Я сразу сказал, что елки не будет. Потому что дорого, негде ставить, и все равно потом выкидывать. Девки стали хлюпать носами, но я сказал – нет. Ни к чему это баловство. Да и игрушек у нас дома нет, все отправили бойцам в зону АТО. Им там нужнее.
Ну и стал наряжаться на бандеровский корпоратив. Френч, сапоги, кепка-бандеровка, все как положено. Рабуси мои тоже куда-то собираются. Аксинья щеки буряком нарумянивает, Прасковья портянки мотает. «Куда намылилось, рабство?» – спрашиваю. «За водой на Днепр».
И я не почуял неладное, старый дурень.
Корпоратив прошел шикарно. Поляна по нашим временам накрыта богато, была даже морская капуста. Опять же горилочка, а не самогон. Выступать пригласили Ани Лорак. Сначала думали что будет сложно договориться, но нет, только спросила: сколько платим и в чем? И если варианты рублями или едой, то лучше едой. Вообще, хотели сначала Валерию с Кобзоном заказать (в хорошем смысле), но пока мы чесались, их «Айдар» на свой корпоратив забронировал.

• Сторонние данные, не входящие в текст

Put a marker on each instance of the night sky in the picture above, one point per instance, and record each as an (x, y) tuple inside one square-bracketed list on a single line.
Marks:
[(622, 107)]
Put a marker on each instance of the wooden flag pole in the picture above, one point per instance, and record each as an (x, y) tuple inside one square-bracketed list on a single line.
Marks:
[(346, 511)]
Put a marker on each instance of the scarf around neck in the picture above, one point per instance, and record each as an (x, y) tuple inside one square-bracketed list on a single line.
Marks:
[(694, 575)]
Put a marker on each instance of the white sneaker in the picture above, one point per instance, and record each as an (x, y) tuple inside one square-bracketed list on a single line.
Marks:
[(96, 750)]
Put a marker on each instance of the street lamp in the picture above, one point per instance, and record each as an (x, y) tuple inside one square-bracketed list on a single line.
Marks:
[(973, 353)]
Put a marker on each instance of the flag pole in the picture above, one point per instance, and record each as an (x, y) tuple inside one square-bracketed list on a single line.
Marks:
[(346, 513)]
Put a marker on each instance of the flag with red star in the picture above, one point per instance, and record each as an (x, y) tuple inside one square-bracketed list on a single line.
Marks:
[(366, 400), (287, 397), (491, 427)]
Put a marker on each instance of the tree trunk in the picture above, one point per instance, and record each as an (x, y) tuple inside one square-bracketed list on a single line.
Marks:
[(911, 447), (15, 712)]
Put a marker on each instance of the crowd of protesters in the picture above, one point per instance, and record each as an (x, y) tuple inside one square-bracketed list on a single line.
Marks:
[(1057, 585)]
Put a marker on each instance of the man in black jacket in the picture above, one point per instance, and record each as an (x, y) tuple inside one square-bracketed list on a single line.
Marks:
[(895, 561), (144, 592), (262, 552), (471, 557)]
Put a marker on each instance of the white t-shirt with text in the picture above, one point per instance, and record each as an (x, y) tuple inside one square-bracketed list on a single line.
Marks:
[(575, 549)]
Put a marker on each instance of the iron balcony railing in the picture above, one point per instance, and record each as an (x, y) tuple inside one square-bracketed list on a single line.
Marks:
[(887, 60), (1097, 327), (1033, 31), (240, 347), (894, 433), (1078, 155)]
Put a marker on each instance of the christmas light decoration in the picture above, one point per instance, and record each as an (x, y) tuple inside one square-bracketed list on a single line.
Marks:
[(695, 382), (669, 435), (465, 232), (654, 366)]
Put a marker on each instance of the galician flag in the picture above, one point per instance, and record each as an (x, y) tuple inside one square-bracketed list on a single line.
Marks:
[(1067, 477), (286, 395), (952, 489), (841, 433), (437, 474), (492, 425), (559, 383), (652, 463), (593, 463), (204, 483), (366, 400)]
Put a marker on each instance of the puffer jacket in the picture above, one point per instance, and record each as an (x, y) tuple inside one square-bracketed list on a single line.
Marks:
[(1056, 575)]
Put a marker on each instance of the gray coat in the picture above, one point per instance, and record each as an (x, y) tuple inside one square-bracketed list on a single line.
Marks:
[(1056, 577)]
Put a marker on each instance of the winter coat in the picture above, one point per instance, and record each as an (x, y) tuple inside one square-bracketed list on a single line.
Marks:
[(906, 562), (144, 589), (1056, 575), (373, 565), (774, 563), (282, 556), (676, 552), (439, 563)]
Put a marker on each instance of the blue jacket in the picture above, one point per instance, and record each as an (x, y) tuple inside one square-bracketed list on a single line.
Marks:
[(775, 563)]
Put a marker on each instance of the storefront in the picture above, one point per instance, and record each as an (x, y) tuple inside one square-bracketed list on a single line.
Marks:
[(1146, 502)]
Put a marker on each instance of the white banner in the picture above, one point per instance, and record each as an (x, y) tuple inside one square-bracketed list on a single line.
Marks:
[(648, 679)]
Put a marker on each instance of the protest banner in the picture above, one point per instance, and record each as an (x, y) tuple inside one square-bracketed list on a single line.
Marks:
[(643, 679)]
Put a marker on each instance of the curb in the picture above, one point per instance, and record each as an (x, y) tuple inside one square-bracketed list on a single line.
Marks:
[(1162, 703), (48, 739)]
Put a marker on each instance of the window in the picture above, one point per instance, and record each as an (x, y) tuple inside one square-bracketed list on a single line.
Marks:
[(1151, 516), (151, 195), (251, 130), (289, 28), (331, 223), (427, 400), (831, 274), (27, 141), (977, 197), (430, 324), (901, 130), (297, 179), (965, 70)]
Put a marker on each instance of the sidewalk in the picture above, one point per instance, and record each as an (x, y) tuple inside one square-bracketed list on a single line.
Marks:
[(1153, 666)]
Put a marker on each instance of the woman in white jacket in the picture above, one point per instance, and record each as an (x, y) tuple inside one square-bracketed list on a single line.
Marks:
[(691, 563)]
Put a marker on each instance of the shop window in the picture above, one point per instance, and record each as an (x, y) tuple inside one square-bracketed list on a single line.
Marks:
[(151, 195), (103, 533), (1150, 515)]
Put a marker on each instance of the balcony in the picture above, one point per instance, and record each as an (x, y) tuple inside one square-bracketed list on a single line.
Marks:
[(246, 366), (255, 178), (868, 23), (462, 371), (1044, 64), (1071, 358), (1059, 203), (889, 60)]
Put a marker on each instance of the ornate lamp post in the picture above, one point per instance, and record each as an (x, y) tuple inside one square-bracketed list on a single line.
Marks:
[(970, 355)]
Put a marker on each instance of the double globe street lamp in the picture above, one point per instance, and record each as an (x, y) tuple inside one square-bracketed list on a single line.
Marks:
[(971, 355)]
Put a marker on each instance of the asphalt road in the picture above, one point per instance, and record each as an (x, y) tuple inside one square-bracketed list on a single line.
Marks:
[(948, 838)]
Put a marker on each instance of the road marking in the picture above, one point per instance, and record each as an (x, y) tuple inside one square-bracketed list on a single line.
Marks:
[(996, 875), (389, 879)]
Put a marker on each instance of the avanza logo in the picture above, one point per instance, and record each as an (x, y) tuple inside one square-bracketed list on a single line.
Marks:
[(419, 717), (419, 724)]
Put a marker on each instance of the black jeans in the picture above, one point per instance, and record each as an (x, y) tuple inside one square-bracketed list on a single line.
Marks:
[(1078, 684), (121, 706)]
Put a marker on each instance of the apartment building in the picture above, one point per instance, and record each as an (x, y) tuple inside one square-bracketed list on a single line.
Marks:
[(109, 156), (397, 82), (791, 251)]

В общем, наскакались, назиговались от души, пели наши старые бандеровские песни, устроили новогодний салют из трофейного «Града», который никогда не заезжал в Украину. Поскольку все были в говно – развозку на бронетехнике руководство организовало. Но водилы, судя по всему, оказались тоже в говно (или порулить давали?) – поэтому хочу от лица организации принести извинения киевским коммунальным службам, и пообещать, что сбитые столбы мы поставим на место. Сразу как закончится война.
Привезли меня домой, я деактивировал МОНку на входе в подъезд, поднялся наверх, зашел в квартиру, нашарил выключатель, включил свет и чуть не заорал от ужаса.
Я в лесу, блять! В натуральном! В зимнем!
Меня через дверь квартиры в какую-то ебаную Нарнию телепортировало! Выключил свет, сделал вдох-выдох, опять включил – та же хуйня! Лес, и все тут. Хвойный и заснеженный.
Все, думаю, допился. Щас с дерева белочка слезет и скажет ласково: «ну что, скучал без меня?»
Вместо белочки из-под елки выползают мои аленушки, одна другую подталкивает в бок и шепчет: «Я же говорила тебе, что батюшка не рассердится». Я еще ничего не понимаю по содержанию этой галлюцинации, но по форме уже догадываюсь, шо эта вся невообразимая хуйня как-то связана с этими двумя стервами, и с рычанием двигаюсь к ним. Они с визгом скрываются в лесу, я бросаюсь ловить их между деревьев, за вторым деревом спотыкаюсь о ведро с песком и налетаю головой на бетонную стену. Нокаут.
В общем, пока я беззаботно скакал и зиговал, это две жульбанки решили таки йолочку добыть. Здраво прикинув, шо на елочные плантации и обратно они до утра пешком не обернутся, топора у них нет а ножом пилить заебешься, решили трусить местные ялынковые базары. Пока Аксинья отвлекает своей молодостью, здоровьем, неподражаемым степным акцентом и натуральной буряковой косметикой елкопродавца, Прасковья, разломав сзади забор, тащит хабар.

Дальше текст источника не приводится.